Bye bye SL3! Bye bye gLite 3.0...

The last piece of gLite 3.0 node was decommissioned this week with the shutdown of node001.grid.auth.gr.

This node was the sBDII/lcg-CE for GR-01-AUTH for long time now and was serving as Torque server for local PBS queues.

A new node (XEN guest node with SL4-x86_64 and gLite 3.1) was setup in April to take over this task but the migration of the local users/queues was postponed till July.

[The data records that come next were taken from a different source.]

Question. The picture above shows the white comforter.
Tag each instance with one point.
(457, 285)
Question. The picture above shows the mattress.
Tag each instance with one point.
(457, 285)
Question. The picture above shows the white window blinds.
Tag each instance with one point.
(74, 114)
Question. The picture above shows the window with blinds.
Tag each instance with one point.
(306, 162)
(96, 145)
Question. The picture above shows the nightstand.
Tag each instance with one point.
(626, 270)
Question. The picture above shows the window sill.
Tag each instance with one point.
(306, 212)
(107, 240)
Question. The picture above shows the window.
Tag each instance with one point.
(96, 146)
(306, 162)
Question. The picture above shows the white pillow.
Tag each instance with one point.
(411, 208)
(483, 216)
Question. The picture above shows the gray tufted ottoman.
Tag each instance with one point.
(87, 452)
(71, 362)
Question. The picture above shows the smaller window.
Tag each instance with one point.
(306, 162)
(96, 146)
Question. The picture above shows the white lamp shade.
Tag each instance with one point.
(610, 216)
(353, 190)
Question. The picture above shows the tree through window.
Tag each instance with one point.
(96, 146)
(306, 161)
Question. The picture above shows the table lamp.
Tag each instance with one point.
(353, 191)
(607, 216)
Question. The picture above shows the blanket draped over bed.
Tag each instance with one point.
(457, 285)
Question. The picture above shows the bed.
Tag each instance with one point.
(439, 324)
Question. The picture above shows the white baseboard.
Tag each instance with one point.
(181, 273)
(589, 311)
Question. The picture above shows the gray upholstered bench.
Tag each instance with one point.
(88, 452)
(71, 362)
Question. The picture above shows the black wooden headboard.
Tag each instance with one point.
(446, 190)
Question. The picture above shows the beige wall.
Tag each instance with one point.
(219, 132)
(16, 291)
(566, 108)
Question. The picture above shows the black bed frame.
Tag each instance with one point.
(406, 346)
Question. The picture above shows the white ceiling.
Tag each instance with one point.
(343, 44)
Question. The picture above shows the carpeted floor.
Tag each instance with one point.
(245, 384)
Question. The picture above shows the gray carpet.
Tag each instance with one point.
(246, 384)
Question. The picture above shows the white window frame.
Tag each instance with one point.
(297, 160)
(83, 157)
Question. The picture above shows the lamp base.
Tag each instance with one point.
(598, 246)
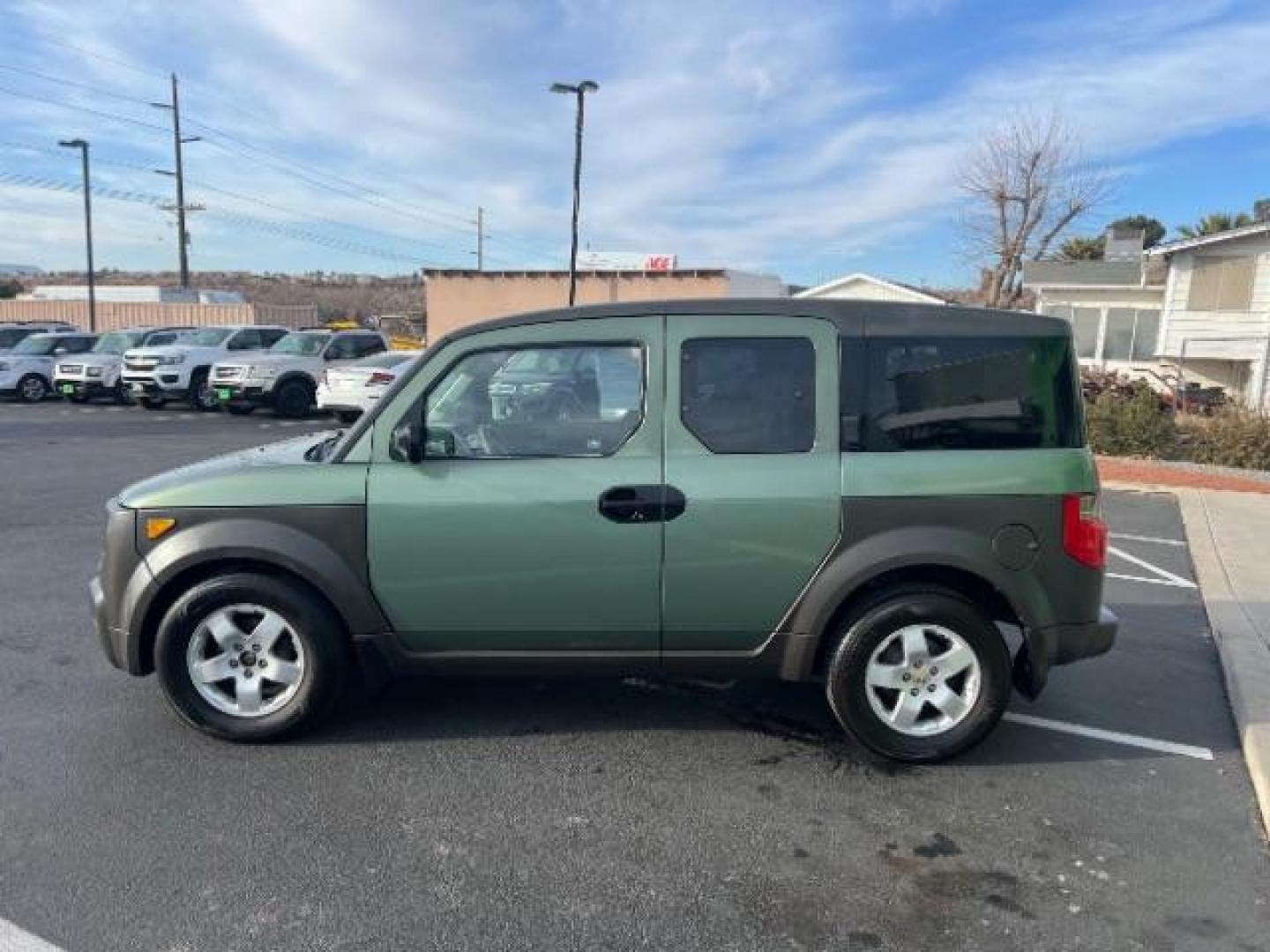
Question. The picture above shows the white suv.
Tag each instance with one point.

The node has already processed tens of thousands jobs.

With this migration we finally achieved the milestone where ALL our Grid nodes are controlled by our Quattor installation.

Wednesday, July 15, 2009

Semaphore limits...

Living in a world of powerful Worker Nodes with many cores per node and many GBs of RAM i thought that running "big" jobs won't be a problem.

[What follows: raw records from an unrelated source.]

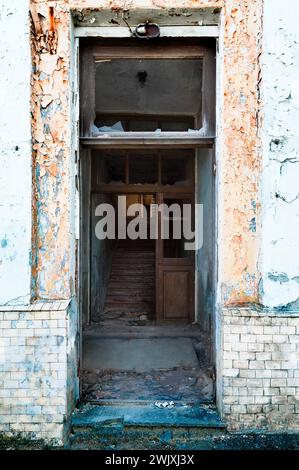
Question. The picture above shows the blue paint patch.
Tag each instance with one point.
(252, 225)
(4, 242)
(60, 340)
(279, 277)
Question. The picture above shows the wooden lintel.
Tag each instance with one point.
(151, 140)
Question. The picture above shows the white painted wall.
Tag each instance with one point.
(15, 152)
(280, 179)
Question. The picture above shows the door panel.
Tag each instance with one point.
(174, 268)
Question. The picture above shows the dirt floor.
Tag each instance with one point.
(126, 360)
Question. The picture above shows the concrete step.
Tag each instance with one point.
(108, 426)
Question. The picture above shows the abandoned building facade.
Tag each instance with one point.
(192, 102)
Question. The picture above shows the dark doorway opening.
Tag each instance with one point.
(143, 121)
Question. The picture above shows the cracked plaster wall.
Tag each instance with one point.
(15, 153)
(280, 181)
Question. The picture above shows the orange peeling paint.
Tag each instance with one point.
(240, 154)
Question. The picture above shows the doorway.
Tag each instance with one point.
(147, 130)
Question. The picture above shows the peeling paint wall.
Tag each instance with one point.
(239, 168)
(51, 126)
(280, 248)
(15, 153)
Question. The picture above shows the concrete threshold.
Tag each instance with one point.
(147, 415)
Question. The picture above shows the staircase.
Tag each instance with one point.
(131, 284)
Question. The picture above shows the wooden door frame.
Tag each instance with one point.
(172, 263)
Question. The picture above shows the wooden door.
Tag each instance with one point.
(174, 266)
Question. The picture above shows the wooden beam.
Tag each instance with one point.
(141, 188)
(165, 31)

A strange call reached our helpdesk where a user was able to submit jobs to multiple 2-core WNs but was but was unable to submit a job to a single x-core node (where x > 6). After some debugging the errors that the job was getting was due to a semaphores limit.

In specific the job needed many semaphore arrays (21 per core) where only 128 were available (on our SL4 WNs) and the following error kept appearing:
p4_error: semget failed for setnum: 0

The solution came via sysctl where one can set these limits via the kernel.sem parameter:
# sysctl kernel.sem
kernel.sem = 250 32000 32 128

The limit we were hitting is the last number which is the SEMMNI (how many semaphore arrays can be allocated). Using the following command we were able to adjust this. The magic number we choosed was "512":
#/sbin/sysctl -w kernel.sem="250 32000 32 512"

Tuesday, July 7, 2009

Migrating to gmail...

It's been long time since my last post... This post is about a migration i'm trying for my mailbox as lately i'm experiencing some issues with my primary mail account...

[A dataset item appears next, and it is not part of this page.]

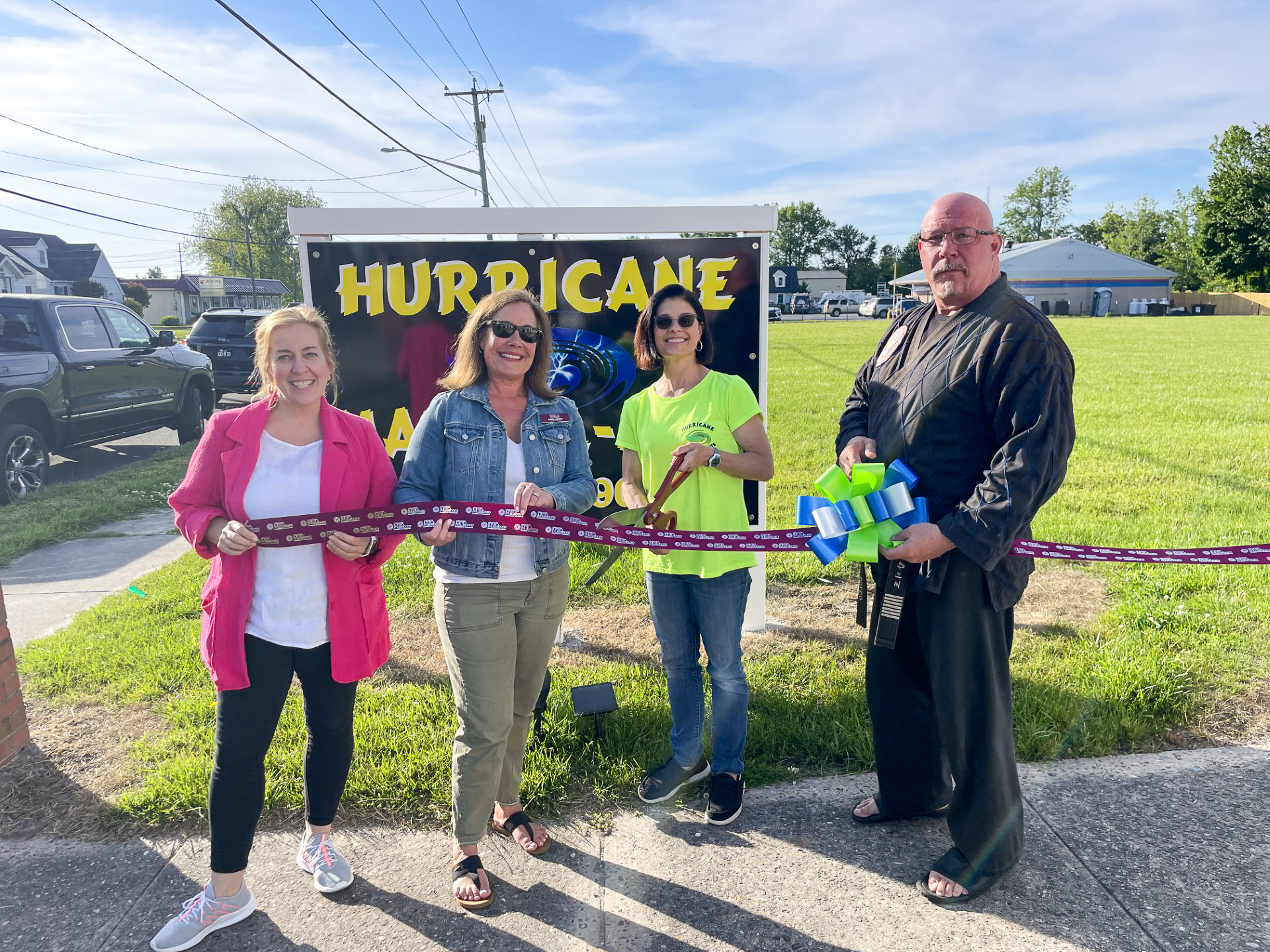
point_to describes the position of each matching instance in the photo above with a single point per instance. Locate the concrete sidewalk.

It's a strange situation because although my mailbox was migrated to another imap server, which clearly puts the blame at the server, i was not the only one who was migrated but i was the only one that experienced issues. (Using same OS and imap client software).

At the beginning the issue was due to the postfix's default max connections per IP given that Mail.app at os X opens many connections in parallel.

After raising this limit things were better but again it wasn't as it was.... So i though why not outsourcing the imap server work at Google? This is something that a colleague is already doing. I didn't want to migrate all my mails at gmail at once thus i just added the following to procmailrc at my account at our mailbox in order to copy all messages to my gmail account:
:0c:
! myemail@gmail.com

That did the trick and i soon realized how world would be without mail filters...
I started to add filters and "labels" (i really loved gmail labels! MUCH MUCH better than imap folders) and i realized that there is no way to filter my mails using non-standard headers (i did hard work on my imap client to find the best "custom" mail header to categorize my email sources and now this is unusable :( ).

Anyway the feeling after 2 days using gmail in comparison to my primary email is that gmail is much much faster but the spam filtering is not as "educated" as the one i was used to. Of course as the anti-SPAM software runs before procmail i can rely on both Google's and my previous mail provider anti-SPAM assertions.

Another very interesting comment that i have about gmail is that it can find which mails have arrived more than once for my email account (i.e. when i get a reply from a mailing list and the sender is using both my email and mailing list as recipients) and gives me only one of them. I thought that i was losing mails at first but actually all the information is preserved as the gmail recognizes both sources and if i have a filter that adds a label to each source the the mail will have all the labels.